Namun lama kelamaan kata Nangkus, masalah baru muncul di Bukit Suban. Pola kelola masyarakat sudah banyak bertabrakan. Di Ayik Itam, salah satu yang membikin tidak menyenangkan itu kata Nangkus, warga SAD dari Ulayat lain seperti Mengkekal, Kejasung dan Terap mulai ‘menguasai’. Mereka bahkan menuntut hak kepada perusahaan.

“Seperti beberapa waktu lalu misalnya, ada orang dari Jakarta datang. SAD yang berkerumun bersama mereka itu hanya satu dua orang SAD Ayik Itam yang ikut-ikutan. Selebihnya dari luar Ayik Itam. Mereka kemudian melaporkan ini melaporkan itu terkait Ayik Itam. Ini sangat tidak menyenangkan kami. Dalam tata wilayah dia lah dia menuntut, jangan di kampung orang menuntut perusahaan. Orang dari Jakarta itu mana tahu mereka soal SAD. Dianggapnya saja sama semua. Padahal tadi sudah diceritakan bahwa tiap Temanggung punya ulayat masing-masing,” rutuknya.

Terkait kejadian itu, Tarib mengaku baru pulang dari rumah Temanggung Nggrip. Nggrip kata Tarib bertanya soal yang begaduh --- kisruh di kedatangan Wakil Menteri ATR BPN ---tempo hari.

“Gini Temanggung, makanya kami orang Ayik Itam tidak nuntut,” kata Tarib.

“Kenapa?” Nggrip bertanya.

“Karena adat kita orang Rimbo, Ulayat mu di kamu, Ulayat kami di kami. Masak orang lain mau nuntut di wilayah kami,” Tarib beralasan.

“O… ya memang tidak boleh lah,” Nggrip sependapat.

“Itulah makanya kami tidak mau nuntut,” Tarib menegaskan.

Sebagai Temanggung kata Nangkus, kalau kayak begitu terus kejadiannya, akan sangat mengganggu warga SAD Ayik Itam.

“Kami sangat tidak setuju ada tuntut menuntut di Ulayat kami, kenapa? Karena pola kelola perusahaan, pemerintah, itu sangat bagus tujuannya. Kenapa kita masih semau kita, didorong sini di adu sana,” ujarnya.

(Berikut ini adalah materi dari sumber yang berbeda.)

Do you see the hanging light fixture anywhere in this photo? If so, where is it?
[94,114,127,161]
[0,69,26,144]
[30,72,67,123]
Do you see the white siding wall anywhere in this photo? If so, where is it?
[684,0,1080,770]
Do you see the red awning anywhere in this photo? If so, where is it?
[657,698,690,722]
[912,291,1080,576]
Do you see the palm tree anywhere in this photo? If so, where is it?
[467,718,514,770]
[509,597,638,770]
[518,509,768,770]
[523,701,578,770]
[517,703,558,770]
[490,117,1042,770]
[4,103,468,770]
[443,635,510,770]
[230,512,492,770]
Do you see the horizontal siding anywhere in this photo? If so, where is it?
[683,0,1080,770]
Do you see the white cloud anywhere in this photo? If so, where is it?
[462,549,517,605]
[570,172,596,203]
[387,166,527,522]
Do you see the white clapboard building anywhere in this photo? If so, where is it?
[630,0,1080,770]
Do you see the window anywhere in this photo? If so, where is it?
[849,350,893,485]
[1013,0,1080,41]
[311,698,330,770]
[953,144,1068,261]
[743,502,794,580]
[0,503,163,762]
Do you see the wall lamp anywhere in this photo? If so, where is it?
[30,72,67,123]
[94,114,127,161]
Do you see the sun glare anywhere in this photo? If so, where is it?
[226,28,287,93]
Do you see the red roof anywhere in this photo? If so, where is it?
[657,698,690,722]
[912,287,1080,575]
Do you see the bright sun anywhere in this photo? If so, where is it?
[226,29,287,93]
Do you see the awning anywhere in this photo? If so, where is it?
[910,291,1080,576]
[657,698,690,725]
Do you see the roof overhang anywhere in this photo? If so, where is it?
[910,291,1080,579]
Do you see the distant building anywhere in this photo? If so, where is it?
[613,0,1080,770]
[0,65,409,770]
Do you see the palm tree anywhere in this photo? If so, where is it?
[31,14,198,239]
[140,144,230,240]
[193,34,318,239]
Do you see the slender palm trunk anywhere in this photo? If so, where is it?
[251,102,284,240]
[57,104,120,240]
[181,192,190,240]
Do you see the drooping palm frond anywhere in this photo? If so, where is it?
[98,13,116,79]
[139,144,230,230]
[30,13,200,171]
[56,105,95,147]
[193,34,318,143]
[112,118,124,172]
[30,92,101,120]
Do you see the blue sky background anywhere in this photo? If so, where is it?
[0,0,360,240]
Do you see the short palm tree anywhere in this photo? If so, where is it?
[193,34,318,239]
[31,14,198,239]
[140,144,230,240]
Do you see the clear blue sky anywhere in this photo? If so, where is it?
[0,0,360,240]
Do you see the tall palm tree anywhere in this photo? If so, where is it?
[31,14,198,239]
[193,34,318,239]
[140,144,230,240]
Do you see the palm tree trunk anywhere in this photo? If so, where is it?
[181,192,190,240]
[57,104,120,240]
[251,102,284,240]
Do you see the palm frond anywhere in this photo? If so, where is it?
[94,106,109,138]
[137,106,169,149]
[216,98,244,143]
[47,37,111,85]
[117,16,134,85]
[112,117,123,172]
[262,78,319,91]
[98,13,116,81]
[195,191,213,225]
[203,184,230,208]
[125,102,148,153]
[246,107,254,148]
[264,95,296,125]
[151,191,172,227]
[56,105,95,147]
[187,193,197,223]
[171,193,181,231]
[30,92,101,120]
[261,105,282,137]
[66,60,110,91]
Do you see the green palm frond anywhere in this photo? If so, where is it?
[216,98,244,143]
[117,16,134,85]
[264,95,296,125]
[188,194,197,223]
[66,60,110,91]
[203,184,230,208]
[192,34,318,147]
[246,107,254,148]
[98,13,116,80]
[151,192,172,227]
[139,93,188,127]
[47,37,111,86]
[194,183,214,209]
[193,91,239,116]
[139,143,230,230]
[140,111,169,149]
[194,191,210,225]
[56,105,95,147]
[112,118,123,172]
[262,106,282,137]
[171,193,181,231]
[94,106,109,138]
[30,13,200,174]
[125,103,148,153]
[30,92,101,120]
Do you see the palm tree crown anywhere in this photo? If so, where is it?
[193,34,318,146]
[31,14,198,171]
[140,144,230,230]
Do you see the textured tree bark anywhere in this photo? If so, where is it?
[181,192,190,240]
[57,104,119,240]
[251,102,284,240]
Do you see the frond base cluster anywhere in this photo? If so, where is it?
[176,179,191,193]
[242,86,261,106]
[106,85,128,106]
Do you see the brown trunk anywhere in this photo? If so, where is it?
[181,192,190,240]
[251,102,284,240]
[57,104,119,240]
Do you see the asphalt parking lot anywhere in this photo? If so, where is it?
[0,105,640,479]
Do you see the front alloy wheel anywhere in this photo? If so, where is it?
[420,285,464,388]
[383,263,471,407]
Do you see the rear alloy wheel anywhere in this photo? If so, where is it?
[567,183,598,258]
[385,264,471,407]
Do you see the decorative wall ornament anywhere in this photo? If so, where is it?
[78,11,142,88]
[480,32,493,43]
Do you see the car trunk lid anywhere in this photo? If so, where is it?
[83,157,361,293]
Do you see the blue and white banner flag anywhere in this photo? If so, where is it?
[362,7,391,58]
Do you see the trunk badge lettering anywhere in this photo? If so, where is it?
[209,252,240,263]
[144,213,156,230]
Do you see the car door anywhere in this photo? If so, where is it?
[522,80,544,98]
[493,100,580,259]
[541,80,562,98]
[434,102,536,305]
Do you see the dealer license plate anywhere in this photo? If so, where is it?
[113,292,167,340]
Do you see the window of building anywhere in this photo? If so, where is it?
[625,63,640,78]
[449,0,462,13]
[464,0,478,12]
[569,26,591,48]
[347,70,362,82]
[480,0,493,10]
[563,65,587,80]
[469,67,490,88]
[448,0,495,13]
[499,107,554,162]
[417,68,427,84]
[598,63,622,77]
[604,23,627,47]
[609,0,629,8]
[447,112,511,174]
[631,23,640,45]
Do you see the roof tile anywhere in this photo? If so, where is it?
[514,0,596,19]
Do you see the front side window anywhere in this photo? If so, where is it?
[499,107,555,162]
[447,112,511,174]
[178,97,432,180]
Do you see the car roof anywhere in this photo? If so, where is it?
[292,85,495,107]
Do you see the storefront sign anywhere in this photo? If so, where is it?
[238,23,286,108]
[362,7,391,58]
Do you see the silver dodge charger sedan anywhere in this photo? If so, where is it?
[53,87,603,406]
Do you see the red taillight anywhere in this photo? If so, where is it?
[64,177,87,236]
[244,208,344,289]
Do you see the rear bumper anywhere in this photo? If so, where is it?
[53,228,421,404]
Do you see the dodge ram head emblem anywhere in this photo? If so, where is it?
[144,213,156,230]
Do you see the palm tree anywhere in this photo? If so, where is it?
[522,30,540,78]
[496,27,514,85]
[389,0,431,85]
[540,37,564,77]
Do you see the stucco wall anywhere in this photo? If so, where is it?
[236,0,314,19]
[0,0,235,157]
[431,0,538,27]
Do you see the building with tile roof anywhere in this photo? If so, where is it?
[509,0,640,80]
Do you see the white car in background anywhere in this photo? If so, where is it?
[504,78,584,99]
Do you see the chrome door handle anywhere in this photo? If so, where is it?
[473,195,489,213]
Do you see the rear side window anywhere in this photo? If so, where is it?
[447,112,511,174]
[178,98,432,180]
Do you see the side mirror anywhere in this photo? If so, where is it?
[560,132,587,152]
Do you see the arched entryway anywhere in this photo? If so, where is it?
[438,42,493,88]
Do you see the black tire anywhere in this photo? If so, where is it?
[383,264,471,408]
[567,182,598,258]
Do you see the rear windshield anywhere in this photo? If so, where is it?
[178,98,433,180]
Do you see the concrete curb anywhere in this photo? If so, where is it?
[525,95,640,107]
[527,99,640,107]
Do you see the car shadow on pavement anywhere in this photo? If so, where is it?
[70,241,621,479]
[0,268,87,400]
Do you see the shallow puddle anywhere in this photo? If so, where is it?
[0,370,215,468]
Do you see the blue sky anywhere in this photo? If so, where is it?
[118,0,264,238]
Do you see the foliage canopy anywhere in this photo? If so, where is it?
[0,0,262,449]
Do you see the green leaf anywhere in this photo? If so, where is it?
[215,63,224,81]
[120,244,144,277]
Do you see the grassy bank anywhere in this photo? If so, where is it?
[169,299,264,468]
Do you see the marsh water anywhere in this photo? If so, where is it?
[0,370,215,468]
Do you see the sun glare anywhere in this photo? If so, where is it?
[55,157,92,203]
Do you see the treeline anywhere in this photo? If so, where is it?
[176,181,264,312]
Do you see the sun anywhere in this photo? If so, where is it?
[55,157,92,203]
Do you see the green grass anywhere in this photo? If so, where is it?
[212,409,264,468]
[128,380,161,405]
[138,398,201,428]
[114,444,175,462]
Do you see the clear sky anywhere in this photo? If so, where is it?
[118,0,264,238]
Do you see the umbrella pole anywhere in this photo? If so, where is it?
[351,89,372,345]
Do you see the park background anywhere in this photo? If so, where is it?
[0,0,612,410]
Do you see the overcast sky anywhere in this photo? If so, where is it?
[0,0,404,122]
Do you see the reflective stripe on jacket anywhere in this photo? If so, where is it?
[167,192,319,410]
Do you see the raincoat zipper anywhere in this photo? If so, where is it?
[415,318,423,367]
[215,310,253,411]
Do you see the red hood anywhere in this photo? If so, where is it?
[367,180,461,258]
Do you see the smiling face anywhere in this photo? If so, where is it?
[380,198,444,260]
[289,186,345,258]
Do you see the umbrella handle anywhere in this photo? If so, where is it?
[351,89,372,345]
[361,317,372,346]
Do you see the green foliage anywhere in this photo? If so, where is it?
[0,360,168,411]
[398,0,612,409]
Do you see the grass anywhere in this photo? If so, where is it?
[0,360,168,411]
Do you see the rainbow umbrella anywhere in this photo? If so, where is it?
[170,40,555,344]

“Sekarang orang dalam (SAD) ini sudah seperti menendang bola. Mana yang gampang bisa dikelola, disuruh diributi. Itu tidak baik dan itu sudah saya tegaskan kemarin dengan Temenggung Aprizal, Bepayung dan Nggrip,” katanya.

Sebetulnya kata Nangkus, sudah terpikir olehnya duduk semeja dengan semua Temanggung, mencari solusi. Tapi itu akan sangat sulit. Selain komunikasi yang sulit, jarak tempuh yang jauh, agak berat juga kata Nangkus untuk menyelesaikan persoalan kalau hanya oleh SAD.

“Kami sangat berharap pemerintah lah yang mendudukkan kami, sebab yang datang itu banyak, takut jadi bunuh-bunuhan. Kalau pemerintah yang selesaikan, senakal-nakalnya orang Rimbo, pasti ada segannya juga dengan pemerintah, namanya juga raja yang mendudukkan,” Nangkus yakin.

Tak hanya didudukkan kata Nangkus, dia berharap pemerintah membina SAD. “Bina kami yang baik baik. Jangan biarkan kami diadu oleh orang yang tak bertanggungjawab. Sebab kami ini gampang terpengaruh. Gampang diadu. Jangan sampai kami bentrok dengan suku-suku kami. Jangan sampai belago. Jangan sampai pecah belah orang Rimbo ini,” pintanya.